Num contexto de crise econômica e ecológica gerado pela disseminação da agricultura industrial, camponeses do norte da Holanda se mobilizaram para construir alternativas técnicas e institucionais que atualmente assumem um papel fundamental como referência para a institucionalização da Agroecologia.
Leonardo van den Berg
O advento da agricultura industrial e da gestão ambiental centralizada tem exercido uma pressão considerável sobre os agricultores europeus, levando muitos a abandonarem a agricultura. Após a Segunda Guerra Mundial, a política e as ciências agrárias europeias foram orientadas para a industrialização da agricultura, com ênfase no crescimento dos estabelecimentos agrícolas e no incentivo à implantação de monoculturas, ao uso de fertilizantes químicos e à importação de forragens. Quando a poluição das águas subterrâneas e as chuvas ácidas atingiram muitas partes do continente nos anos 1980, ficaram evidentes as consequências da industrialização. Diante desse cenário crítico, a União Européia adotou diretrizes para reduzir a emissão de amônia e proteger as áreas naturais.

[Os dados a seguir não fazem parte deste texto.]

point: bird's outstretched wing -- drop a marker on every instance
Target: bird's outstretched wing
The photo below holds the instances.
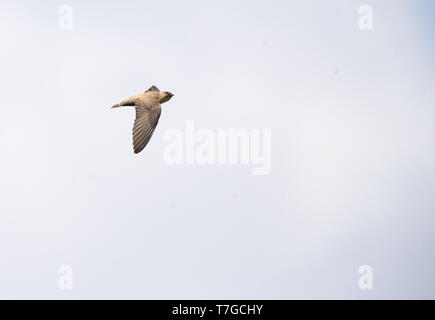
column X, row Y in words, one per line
column 153, row 88
column 144, row 125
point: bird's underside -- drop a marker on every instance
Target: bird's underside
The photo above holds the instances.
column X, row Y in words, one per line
column 148, row 111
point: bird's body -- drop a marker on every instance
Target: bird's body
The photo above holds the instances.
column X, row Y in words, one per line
column 148, row 109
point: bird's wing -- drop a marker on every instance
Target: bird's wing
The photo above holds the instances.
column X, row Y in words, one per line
column 153, row 88
column 144, row 125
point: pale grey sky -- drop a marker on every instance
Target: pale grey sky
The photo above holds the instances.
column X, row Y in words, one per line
column 352, row 119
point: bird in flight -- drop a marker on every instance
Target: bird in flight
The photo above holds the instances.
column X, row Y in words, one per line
column 148, row 111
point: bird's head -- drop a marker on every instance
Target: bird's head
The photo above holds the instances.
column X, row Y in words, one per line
column 165, row 96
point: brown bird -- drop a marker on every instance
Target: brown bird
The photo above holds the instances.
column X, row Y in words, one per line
column 147, row 114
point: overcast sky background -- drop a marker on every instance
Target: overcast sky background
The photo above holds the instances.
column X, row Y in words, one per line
column 352, row 120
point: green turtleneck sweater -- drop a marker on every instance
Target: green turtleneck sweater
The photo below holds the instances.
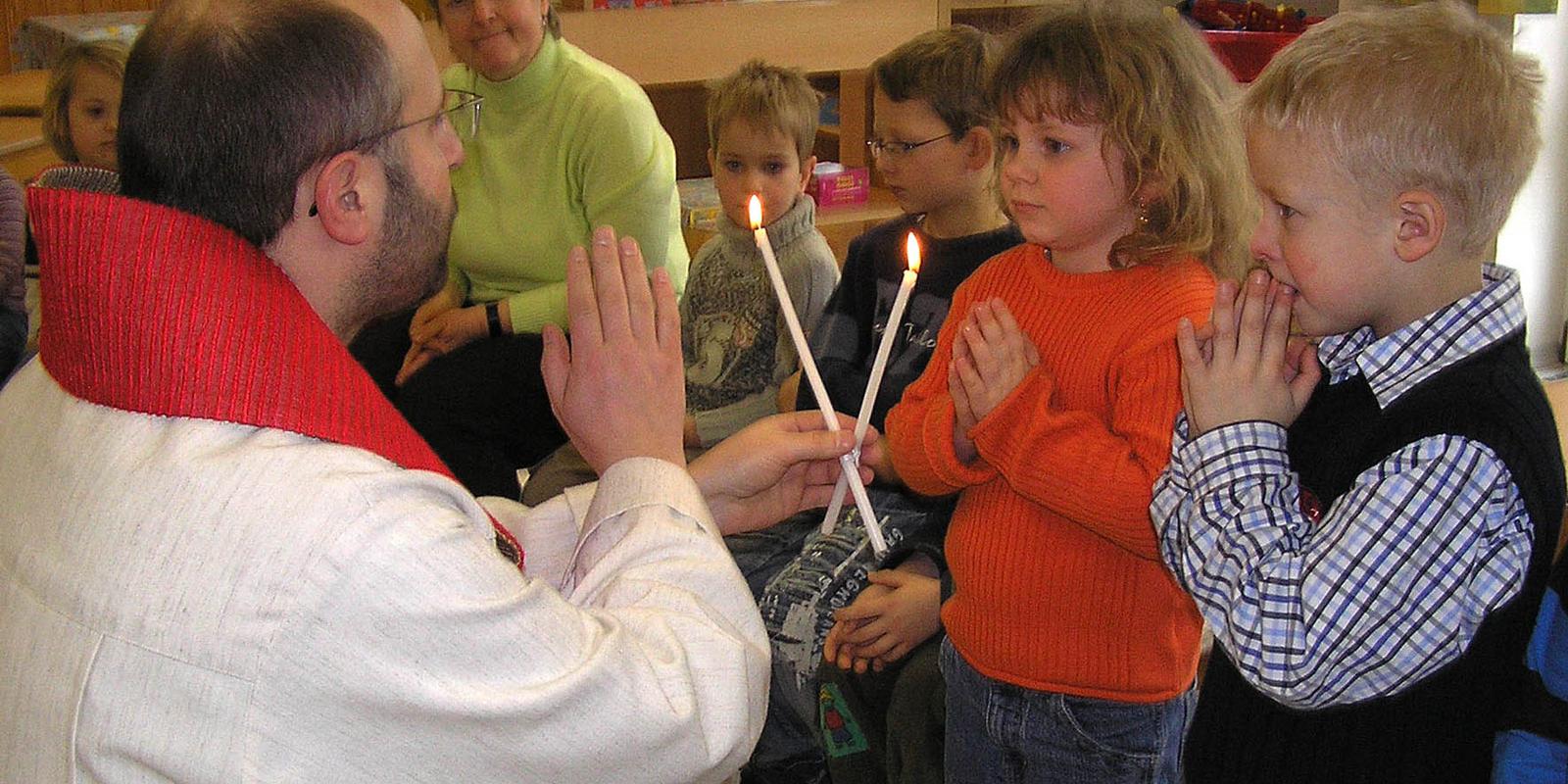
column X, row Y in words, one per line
column 564, row 146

DESAFIANDO A AGRICULTURA INDUSTRIAL
Os camponeses das florestas do norte da Frísia, região situada no norte da Holanda, nunca se identificaram com a perspectiva produtivista da agricultura industrial. Afinal, ela contrariava seus modos de vida, baseados em pequenos estabelecimentos dedicados à produção leiteira, compostos por pequenos campos delimitados e produzindo em harmonia com lagoas, cercas vivas e quebra-ventos de amieiros, carvalhos e espécies de arbustos variados. Na década de 1980, seguindo as diretrizes europeias, uma nova lei ambiental impôs uma série de limitações às atividades agrícolas realizadas ao redor das cercas vivas, por considerá-las sensíveis à acidez. Os camponeses das florestas no norte da Frísia se sentiram tolhidos em suas práticas tradicionais e começaram a se organizar para reagir.
Eles conseguiram convencer as autoridades municipais e provinciais de que seus modos de produção agrícola de fato favoreciam – e não prejudicavam – a conservação das cercas vivas. Os agricultores se comprometeram a preservar as cercas vivas, as lagoas, os quebra-ventos de amieiro e as estradas arenosas que enriqueciam a paisagem. Em troca, ficariam isentos dos novos regulamentos.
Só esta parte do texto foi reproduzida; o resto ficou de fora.